Show and Tell – Version 1 DataVis
In this call, we demonstrate version 1 of the datavis. Our hope is that the client will request only small changes in the datavis (like labelling or positioning) given the process that has been followed. We again document these changes and confirm them to the contributor.
Show and Tell – Version 2 DataVis
This should be the final show and tell. The datavis should now meet the client's expectations and only very minor changes should be expected. We should be able to agree with the provider what is the release plan including any tweets or blog posts with associated imagery (eg. gif).
Ongoing Prioritization
Note that we also hold a weekly internal datavis call to decide the order of priority of visualizations, allocating resources to each and also understanding and highlighting any blockers.
Weaknesses in our current process
- We don't have a system to manage this process. In addition the process is slightly ad-hoc as we still encounter edge cases which sometimes are not apparent at the beginning of the process.

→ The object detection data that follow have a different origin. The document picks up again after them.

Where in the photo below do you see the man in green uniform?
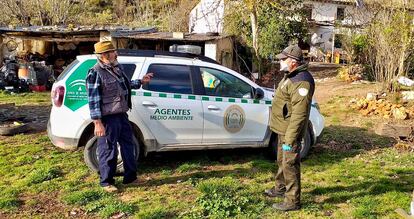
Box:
[265,45,315,211]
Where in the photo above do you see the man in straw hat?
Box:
[265,45,315,211]
[86,41,153,192]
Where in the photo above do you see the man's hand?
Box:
[93,119,105,137]
[141,73,154,84]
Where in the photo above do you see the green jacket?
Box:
[270,65,315,145]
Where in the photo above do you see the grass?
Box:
[0,83,414,218]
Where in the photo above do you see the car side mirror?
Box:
[253,88,264,100]
[131,79,141,89]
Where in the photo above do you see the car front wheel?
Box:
[83,136,139,173]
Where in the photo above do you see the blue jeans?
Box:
[98,113,137,186]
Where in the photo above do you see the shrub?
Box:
[196,177,249,218]
[28,166,61,185]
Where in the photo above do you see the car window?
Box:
[142,64,193,94]
[200,68,252,98]
[122,64,137,80]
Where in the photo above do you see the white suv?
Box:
[48,50,324,171]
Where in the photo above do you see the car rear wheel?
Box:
[83,136,139,173]
[269,128,312,160]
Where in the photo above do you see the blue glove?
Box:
[282,144,292,151]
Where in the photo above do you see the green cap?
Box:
[276,45,303,61]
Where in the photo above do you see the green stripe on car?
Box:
[131,91,272,105]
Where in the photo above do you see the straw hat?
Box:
[94,41,116,54]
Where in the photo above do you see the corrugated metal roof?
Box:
[0,26,156,36]
[115,32,228,42]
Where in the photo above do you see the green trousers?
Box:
[275,135,301,206]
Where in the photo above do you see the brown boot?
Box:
[263,187,285,198]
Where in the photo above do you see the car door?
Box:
[134,61,203,145]
[198,67,270,144]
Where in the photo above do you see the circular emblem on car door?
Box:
[223,105,246,133]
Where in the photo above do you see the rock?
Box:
[366,93,378,100]
[375,123,412,138]
[392,107,408,120]
[401,91,414,101]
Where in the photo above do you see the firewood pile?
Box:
[351,98,414,120]
[337,65,364,82]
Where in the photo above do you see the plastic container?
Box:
[17,65,29,80]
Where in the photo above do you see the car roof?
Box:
[77,49,219,64]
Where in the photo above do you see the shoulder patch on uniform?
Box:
[299,88,309,97]
[290,71,315,84]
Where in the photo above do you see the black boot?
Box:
[272,202,300,211]
[263,187,285,198]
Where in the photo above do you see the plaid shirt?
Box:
[86,60,129,120]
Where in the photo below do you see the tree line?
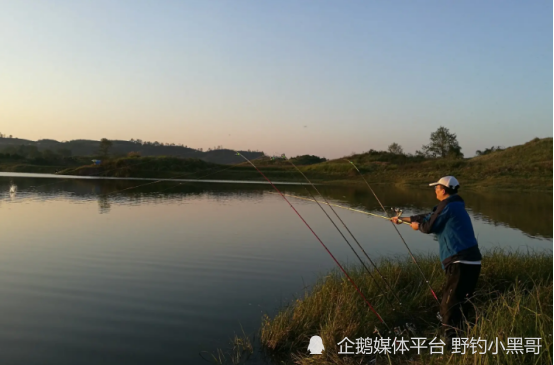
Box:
[387,126,504,159]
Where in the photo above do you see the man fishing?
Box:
[392,176,481,345]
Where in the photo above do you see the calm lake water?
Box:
[0,174,552,365]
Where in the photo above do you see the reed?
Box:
[260,249,553,365]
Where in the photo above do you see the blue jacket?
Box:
[411,194,481,269]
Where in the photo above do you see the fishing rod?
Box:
[281,154,402,310]
[268,191,410,225]
[346,160,440,305]
[235,151,388,328]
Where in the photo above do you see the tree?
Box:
[58,147,72,157]
[389,142,404,155]
[416,126,464,158]
[98,138,112,158]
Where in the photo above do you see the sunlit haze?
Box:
[0,0,553,158]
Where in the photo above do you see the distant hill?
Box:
[304,138,552,190]
[0,138,263,164]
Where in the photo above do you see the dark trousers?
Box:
[440,263,481,339]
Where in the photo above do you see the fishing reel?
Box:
[391,208,403,223]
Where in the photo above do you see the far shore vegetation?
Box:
[209,249,553,365]
[0,127,552,191]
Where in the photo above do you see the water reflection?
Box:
[0,173,552,365]
[0,178,553,238]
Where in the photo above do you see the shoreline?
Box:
[248,249,553,365]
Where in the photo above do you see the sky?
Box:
[0,0,553,158]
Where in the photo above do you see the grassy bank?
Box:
[260,251,553,365]
[305,138,552,191]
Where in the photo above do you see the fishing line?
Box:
[267,191,410,225]
[346,160,440,305]
[282,155,402,306]
[235,151,388,328]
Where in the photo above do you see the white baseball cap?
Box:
[429,176,460,189]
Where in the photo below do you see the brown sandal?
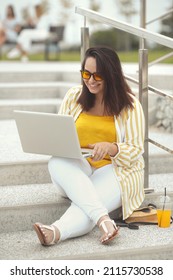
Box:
[33,223,58,246]
[99,219,119,244]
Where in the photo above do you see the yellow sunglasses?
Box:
[80,70,103,81]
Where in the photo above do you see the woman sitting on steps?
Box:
[33,47,144,245]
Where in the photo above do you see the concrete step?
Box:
[0,173,173,233]
[0,98,62,120]
[0,81,77,100]
[0,184,70,233]
[0,62,81,83]
[0,120,173,186]
[0,225,173,260]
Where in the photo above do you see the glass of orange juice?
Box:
[157,209,171,228]
[157,196,172,228]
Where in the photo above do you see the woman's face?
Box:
[83,57,104,99]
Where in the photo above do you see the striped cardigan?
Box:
[59,86,145,219]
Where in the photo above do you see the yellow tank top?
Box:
[76,113,116,168]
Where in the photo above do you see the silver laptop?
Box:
[14,111,92,159]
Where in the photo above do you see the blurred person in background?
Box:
[7,5,50,62]
[0,5,21,46]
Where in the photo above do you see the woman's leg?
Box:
[48,158,108,224]
[49,161,121,240]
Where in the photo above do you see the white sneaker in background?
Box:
[21,55,29,62]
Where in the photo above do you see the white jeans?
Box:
[48,157,121,240]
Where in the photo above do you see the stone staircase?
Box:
[0,62,173,260]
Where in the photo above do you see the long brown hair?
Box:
[78,47,133,116]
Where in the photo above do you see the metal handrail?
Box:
[75,7,173,48]
[148,52,173,67]
[145,9,173,25]
[124,75,173,101]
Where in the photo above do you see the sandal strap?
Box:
[42,225,56,245]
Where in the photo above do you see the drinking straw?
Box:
[159,188,166,226]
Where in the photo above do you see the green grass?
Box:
[2,50,173,64]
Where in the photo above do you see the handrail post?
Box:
[139,49,149,188]
[139,0,146,49]
[81,17,89,61]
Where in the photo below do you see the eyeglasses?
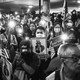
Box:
[61,56,80,62]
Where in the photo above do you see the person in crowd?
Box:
[13,39,40,80]
[46,43,80,80]
[29,22,36,37]
[33,26,60,80]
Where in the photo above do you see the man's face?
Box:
[36,29,45,37]
[65,49,80,73]
[54,24,60,33]
[30,24,35,31]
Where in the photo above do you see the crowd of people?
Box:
[0,10,80,80]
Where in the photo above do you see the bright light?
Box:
[17,28,23,34]
[61,34,68,41]
[8,20,16,28]
[15,11,18,15]
[27,8,30,12]
[40,20,46,26]
[29,6,33,8]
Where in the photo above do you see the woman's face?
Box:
[36,29,45,37]
[30,24,35,31]
[54,24,61,33]
[65,49,80,72]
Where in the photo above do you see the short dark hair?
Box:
[35,26,45,32]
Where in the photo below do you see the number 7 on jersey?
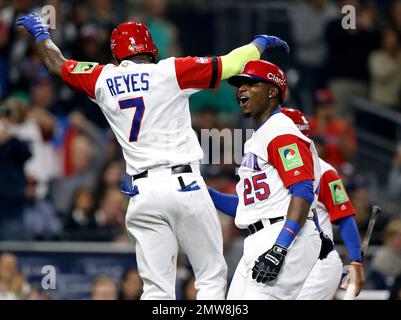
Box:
[118,97,145,142]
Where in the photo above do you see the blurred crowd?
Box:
[0,0,401,299]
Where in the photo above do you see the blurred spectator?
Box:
[369,28,401,110]
[291,0,338,113]
[0,253,31,300]
[326,0,380,114]
[95,160,125,199]
[139,0,181,60]
[91,276,118,300]
[309,89,357,168]
[387,142,401,202]
[50,112,106,215]
[388,0,401,36]
[91,0,118,29]
[346,175,388,245]
[389,274,401,300]
[0,105,31,240]
[118,269,143,300]
[7,90,60,199]
[24,177,62,240]
[190,81,240,121]
[371,219,401,278]
[65,187,97,231]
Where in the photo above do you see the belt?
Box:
[132,164,192,180]
[246,216,284,235]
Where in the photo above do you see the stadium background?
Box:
[0,0,401,299]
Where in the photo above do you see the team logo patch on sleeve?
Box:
[71,62,99,73]
[329,179,348,204]
[195,57,210,63]
[278,143,304,171]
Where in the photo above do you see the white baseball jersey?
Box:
[316,158,355,240]
[62,57,221,175]
[235,109,320,228]
[297,159,355,300]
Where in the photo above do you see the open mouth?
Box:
[238,96,249,108]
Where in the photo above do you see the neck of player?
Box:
[253,101,280,128]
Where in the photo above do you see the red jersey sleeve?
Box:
[319,170,355,222]
[61,60,104,99]
[175,57,222,90]
[267,134,315,188]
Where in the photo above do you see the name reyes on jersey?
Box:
[106,72,149,97]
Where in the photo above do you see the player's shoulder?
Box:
[264,112,310,142]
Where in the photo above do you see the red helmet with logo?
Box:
[110,22,158,62]
[228,60,287,103]
[281,108,311,137]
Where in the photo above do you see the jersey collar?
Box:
[255,106,281,131]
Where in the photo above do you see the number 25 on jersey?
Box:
[244,173,270,206]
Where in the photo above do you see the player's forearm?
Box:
[287,196,311,226]
[36,39,67,77]
[221,43,262,80]
[275,196,310,249]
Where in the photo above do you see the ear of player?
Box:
[252,244,287,283]
[17,12,50,42]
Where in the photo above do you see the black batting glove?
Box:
[319,231,334,260]
[252,244,287,283]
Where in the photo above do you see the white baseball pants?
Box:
[126,166,227,300]
[227,220,321,300]
[297,250,343,300]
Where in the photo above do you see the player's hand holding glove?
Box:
[252,244,287,283]
[17,12,50,42]
[253,34,290,54]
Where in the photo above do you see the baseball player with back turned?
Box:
[18,13,289,299]
[281,108,364,300]
[210,60,321,300]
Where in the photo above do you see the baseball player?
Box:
[211,60,321,300]
[18,13,289,299]
[281,108,364,300]
[209,108,363,300]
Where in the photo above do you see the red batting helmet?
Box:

- It is difficult to find a mechanism which makes it clear to the client the need for them to take responsibility for updating the data. We seek to reinforce this message but sometimes clients only want a datavis for a very specific occasion, event or funding objective or they don't see the deeper benefit of plugging their operational data into these systems or they have limited resources, capacity or skills to execute the necessary process / change management.
- We don't currently have a process in place to review whether organizations with datavis are maintaining their data. When we release the new set of features that focus more heavily on “data freshness”, we can address this concern and make improvements to this process.